Fortschritte und offene Fragen
Sowohl iranische Vertreter als auch Trump haben signalisiert, dass die Gespräche über eine Wiedereröffnung der Straße vorankommen und bald mit einem Abkommen gerechnet wird. Dennoch bleiben laut Reuters wichtige Details ungeklärt.
Eine zentrale Frage ist, wie Irans Kontrolle definiert werden soll und welche Rolle die Islamische Republik bei der Überwachung des ausgehenden Verkehrs spielen würde. Iranische Vertreter haben öffentlich erklärt, dass das Regime auch den ausgehenden Verkehr überwachen und US- sowie israelischen Schiffen die Durchfahrt durch die Straße untersagen werde.
Ein weiterer Streitpunkt sind die Transitgebühren. Iran fordert 5 % bis 7 % des Frachtwerts von Schiffen, die die Straße nutzen, während Oman eine Gebühr von rund 3 % vorgeschlagen hat. Die Differenz zwischen den beiden Positionen – angesichts des über Hormus transportierten Frachtvolumens potenziell jährlich Milliarden wert – bleibt ein zentrales ungelöstes Problem.
Trotz dieser offenen Punkte erkennt der Rahmenvertrag Irans Autorität über die Wasserstraße an. „The concession has already been made regarding some form of control over Hormuz“, sagte eine Quelle Reuters.
Ein vorläufiger Rahmen
Ein Abkommen zwischen Oman und Iran wäre eine Übergangslösung und würde Raum dafür schaffen, dass die USA und Teheran umfassendere Waffenstillstandsverhandlungen wieder aufnehmen. Omans Außenministerium und Irans Botschafter bei den Vereinten Nationen reagierten zunächst nicht auf Anfragen um Stellungnahme.
Iran hat gewarnt, dass Hormus nicht vollständig wieder geöffnet werde, bis die USA ihre Verpflichtungen aus der früheren Absichtserklärung erfüllen, darunter die Aufhebung ihrer Seeblockade und die Freigabe iranischer Vermögenswerte.
In dem Bewusstsein seiner gestärkten Position in der Region hat Iran die Golfnachbarn gewarnt, dass jeder neue US-Angriff Vergeltung gegen kritische Energieinfrastruktur auslösen würde, wie Quellen Reuters sagten. Berichte, wonach die Vorräte der US-Abfangraketen zur Neige gehen, erhöhen zudem das Risiko, dass Golfstaaten anfälliger wären.
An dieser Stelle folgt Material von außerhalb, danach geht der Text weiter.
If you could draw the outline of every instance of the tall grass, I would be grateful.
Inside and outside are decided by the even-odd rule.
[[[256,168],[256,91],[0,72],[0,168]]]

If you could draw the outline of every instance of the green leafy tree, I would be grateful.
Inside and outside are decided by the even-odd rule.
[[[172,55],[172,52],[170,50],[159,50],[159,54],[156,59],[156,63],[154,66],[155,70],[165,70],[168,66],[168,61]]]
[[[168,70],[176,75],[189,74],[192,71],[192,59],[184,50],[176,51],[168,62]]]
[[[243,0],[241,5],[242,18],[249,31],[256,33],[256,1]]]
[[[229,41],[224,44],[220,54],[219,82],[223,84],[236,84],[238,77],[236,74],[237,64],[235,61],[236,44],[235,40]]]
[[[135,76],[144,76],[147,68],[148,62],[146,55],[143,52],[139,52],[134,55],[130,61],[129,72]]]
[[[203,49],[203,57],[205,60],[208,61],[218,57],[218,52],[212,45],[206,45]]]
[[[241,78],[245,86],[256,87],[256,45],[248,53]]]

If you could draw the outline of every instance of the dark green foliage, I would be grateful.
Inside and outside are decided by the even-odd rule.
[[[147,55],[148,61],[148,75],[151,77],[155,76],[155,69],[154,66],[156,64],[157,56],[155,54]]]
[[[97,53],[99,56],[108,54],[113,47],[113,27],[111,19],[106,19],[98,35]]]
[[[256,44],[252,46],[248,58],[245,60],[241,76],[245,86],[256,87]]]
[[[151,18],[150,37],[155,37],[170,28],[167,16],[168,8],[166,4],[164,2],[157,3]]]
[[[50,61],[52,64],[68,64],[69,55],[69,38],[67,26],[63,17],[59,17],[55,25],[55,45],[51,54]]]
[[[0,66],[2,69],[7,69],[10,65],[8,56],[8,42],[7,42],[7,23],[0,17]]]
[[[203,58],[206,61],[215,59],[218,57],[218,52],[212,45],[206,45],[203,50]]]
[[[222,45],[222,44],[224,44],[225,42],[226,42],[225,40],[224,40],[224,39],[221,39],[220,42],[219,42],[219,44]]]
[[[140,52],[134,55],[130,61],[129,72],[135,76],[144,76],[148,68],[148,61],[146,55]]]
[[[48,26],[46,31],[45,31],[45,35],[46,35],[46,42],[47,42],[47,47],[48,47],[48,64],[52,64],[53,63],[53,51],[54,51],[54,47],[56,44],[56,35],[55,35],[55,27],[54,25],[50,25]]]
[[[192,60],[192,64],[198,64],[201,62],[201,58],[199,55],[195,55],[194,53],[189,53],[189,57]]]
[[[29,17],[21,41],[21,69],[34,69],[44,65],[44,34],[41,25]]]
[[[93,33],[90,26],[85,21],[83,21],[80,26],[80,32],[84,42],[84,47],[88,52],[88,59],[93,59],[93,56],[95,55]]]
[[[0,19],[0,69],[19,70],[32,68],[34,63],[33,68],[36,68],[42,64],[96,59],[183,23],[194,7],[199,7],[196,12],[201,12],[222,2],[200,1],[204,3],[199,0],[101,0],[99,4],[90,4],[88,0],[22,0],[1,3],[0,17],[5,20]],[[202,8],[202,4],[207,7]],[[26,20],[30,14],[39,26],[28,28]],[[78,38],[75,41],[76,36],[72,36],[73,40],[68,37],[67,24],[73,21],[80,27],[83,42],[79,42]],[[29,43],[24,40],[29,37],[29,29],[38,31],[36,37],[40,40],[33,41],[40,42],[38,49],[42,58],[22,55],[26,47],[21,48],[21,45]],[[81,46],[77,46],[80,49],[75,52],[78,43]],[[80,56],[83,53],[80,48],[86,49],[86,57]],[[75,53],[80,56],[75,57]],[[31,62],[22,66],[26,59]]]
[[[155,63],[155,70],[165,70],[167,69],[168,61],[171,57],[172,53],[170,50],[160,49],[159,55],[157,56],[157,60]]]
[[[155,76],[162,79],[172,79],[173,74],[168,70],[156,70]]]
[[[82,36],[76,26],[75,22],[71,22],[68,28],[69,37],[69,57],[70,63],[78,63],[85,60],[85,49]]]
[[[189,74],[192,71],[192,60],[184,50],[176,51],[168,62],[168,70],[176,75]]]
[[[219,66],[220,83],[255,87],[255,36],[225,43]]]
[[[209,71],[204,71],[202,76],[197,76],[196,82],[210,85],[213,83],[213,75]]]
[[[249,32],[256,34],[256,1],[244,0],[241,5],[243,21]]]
Haltung der USA und regionale Realität
Die Vereinigten Staaten erklärten, der Verkehr durch die Straße von Hormus müsse vollständig frei sein. Sie sind jedoch nicht Teil der Gespräche zwischen Oman und Iran.
„Any temporary routes will be without any impediments—meaning no approvals or permissions and no tolls or charges“, sagte ein US-Beamter der Washington Post. „The Strait of Hormuz is an international waterway, and no party controls the lanes or the ability to transit through them.“
Unabhängig von jeder formellen Anerkennung hat Iran bereits bewiesen, dass es Tankern und regionaler Ölinfrastruktur Schaden zufügen kann, was ihm eine de-facto-Kontrolle verschafft.
Selbst Golfbeamte haben laut dem Wall Street Journal eingeräumt, dass ein vorübergehendes Abkommen, das Irans Autorität über Hormus anerkennt, derzeit die beste Option sein könnte.
Unterdessen bemühen sich die Golfstaaten, die Pipeline-Kapazitäten auszubauen, um die Straße zu umgehen, was Irans Hebelwirkung auf die Ölmärkte im Laufe der Zeit verringern würde. Gleichzeitig bleiben die Fördermengen bestehender Pipelines, die Hormus umgehen, derzeit nicht ausreichend, um die Seetransporte durch die Straße vollständig zu ersetzen.
Kurzfristig könnte die USA jedoch kaum eine andere Wahl bleiben, als Teherans Festigung der Kontrolle stillschweigend hinzunehmen, prognostizierte Gregory Brew, Iran-Experte und Senior Analyst bei der Eurasia Group.
„[The] U.S. accepting Iranian control of the strait without explicitly acknowledging that control seems a likely endgame here“, schrieb er am Donnerstag auf X.